Bagi orang-orang berpengaruh macam Gie dan Aiden, dunia memang terasa sempit.

"Ngapain sih nanya-nanya?!" Rachel jadi tak sabar karena merasa diabaikan.

Gie yang baru selesai dengan hp di tangan, lanjut memandang Rachel, tepat di kedua mata. "Barusan Gie nagih hutang judi ke Albert. Gie minta buat mecat manager operasional dia karena keluarganya terlibat skandal yang lagi rame di Indonesia. Ditambah harga minyak dunia sekarang lagi fluktuatif (naik-turun) banget. Sekalian aja Gie pilihin karyawan yang bisa langsung masuk list PHK. For your information, Gie tercatat jadi pemegang saham 2% di sana." Setelah menjelaskan panjang lebar, Gie menyunggingkan senyum manis. Angka 2% untuk ukuran perusahaan minyak raksasa seperti Exxios Oil, bukanlah hal sepele.

Aiden tersenyum tipis. Gie memang punya saham dimana-mana. Seharusnya dia tidak kaget kalau dugaannya benar.

Wajah Rachel mendadak pucat pasi.

"Kalo kamu nggak mau papa kamu di PHK, nggak usah banyak omong di sini, ya? Biar kita semua bisa cepat pulang dan menikmati weekend." Gie mengedipkan satu mata padanya lalu melengos pergi diikuti Aiden. Clara langsung mendekati kakaknya karena cemas dengan wajah Rachel yang seperti sedang kehabisan darah.

"Itu mantan kamu, ya?" Tebak Gie ketika mereka sudah agak jauh dari pendengaran Rachel.

Aiden mendengus kecil, "Mantan partner seks."

Gie mendecakkan lidah, "Ternyata selera kamu yang begitu. Untung kita nggak jadi nikah." Cewek itu menyelipkan rambut ke belakang telinga bertindik berliannya, "By the way, Gie mau ngucapin selamat atas pertunangan kamu sama Mia. Kamu beruntung banget dapat dia. Anaknya pinter, calon dokter lagi. Seandainya Gie punya otak seencer dia, mungkin sekarang Gie udah jadi salah satu kepala WHO (Badan Kesehatan Dunia)."

Kata-kata Gie mengundang senyum di wajah Aiden. Mereka menghampiri meja polisi dimana para Pengacara kedua belah pihak sedang berunding. Gie meletakkan satu tangan di bahu pengacaranya,"Kalo dia masih nuntut macem-macem, kabari Gie, ya?" Ujar Gie lagi-lagi dengan suara rendah.
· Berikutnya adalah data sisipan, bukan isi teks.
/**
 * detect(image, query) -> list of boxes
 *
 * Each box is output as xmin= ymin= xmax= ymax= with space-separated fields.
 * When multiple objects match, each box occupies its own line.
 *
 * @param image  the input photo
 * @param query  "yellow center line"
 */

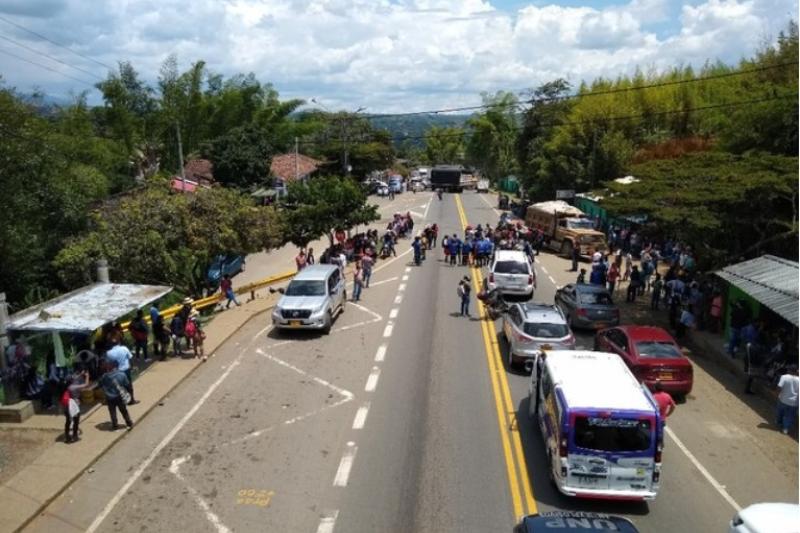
xmin=454 ymin=194 xmax=538 ymax=519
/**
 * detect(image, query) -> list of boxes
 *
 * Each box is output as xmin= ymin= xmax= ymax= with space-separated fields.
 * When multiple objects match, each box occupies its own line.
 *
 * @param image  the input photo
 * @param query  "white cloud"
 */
xmin=0 ymin=0 xmax=796 ymax=111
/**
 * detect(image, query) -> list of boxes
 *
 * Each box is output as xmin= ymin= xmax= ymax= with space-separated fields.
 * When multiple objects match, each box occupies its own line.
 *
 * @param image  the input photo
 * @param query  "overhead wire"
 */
xmin=0 ymin=47 xmax=98 ymax=87
xmin=0 ymin=14 xmax=114 ymax=70
xmin=0 ymin=33 xmax=104 ymax=80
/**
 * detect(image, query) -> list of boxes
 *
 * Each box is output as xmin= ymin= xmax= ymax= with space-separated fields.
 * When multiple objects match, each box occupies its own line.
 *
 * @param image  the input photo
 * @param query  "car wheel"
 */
xmin=561 ymin=240 xmax=573 ymax=259
xmin=322 ymin=312 xmax=332 ymax=334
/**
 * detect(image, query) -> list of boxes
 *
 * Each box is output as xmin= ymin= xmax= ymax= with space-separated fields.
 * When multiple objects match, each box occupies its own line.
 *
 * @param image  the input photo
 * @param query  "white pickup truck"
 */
xmin=476 ymin=178 xmax=490 ymax=193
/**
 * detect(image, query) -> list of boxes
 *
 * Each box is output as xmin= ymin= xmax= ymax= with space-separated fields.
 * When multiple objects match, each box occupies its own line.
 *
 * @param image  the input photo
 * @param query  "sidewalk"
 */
xmin=0 ymin=289 xmax=281 ymax=533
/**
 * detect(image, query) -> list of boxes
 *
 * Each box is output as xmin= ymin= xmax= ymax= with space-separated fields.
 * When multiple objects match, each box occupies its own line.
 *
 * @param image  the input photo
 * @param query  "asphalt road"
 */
xmin=24 ymin=191 xmax=798 ymax=533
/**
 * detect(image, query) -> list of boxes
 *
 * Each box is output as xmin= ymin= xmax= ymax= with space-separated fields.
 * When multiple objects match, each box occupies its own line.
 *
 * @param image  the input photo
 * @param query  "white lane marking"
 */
xmin=404 ymin=267 xmax=412 ymax=273
xmin=316 ymin=510 xmax=339 ymax=533
xmin=85 ymin=324 xmax=270 ymax=533
xmin=333 ymin=442 xmax=358 ymax=487
xmin=401 ymin=274 xmax=409 ymax=281
xmin=423 ymin=196 xmax=432 ymax=219
xmin=408 ymin=210 xmax=423 ymax=218
xmin=258 ymin=351 xmax=354 ymax=400
xmin=364 ymin=366 xmax=381 ymax=392
xmin=374 ymin=344 xmax=387 ymax=362
xmin=548 ymin=275 xmax=556 ymax=284
xmin=394 ymin=294 xmax=403 ymax=304
xmin=383 ymin=322 xmax=394 ymax=337
xmin=265 ymin=340 xmax=292 ymax=349
xmin=478 ymin=191 xmax=502 ymax=217
xmin=169 ymin=456 xmax=231 ymax=533
xmin=540 ymin=266 xmax=548 ymax=274
xmin=352 ymin=402 xmax=371 ymax=430
xmin=665 ymin=426 xmax=742 ymax=511
xmin=398 ymin=283 xmax=407 ymax=292
xmin=367 ymin=276 xmax=399 ymax=287
xmin=389 ymin=308 xmax=399 ymax=319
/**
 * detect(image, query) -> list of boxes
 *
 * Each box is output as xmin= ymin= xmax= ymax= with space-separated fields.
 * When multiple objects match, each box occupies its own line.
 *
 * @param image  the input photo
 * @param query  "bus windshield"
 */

"Loh, dia berubah pikiran?"

"Harus berubah pikiran kalo nggak mau hidupnya susah di tangan Gie." Gie mengenakan kacamatanya lagi, "Selesaikan, ya? Gie mau langsung pulang. Bawaannya mual kalo di kantor polisi."

"Oke, bu Regie. Biar saya yang selesaikan ini dengan pengacaranya. Bu Regie bisa bawa teman-teman bu Regie pulang."

"Sudah boleh?"

Pengacaranya mengangguk sambil tersenyum.

"Kamu hamil?" Kali ini Aiden yang bertanya karena curiga dengan kata-kata Gie tentang mual-mual tadi.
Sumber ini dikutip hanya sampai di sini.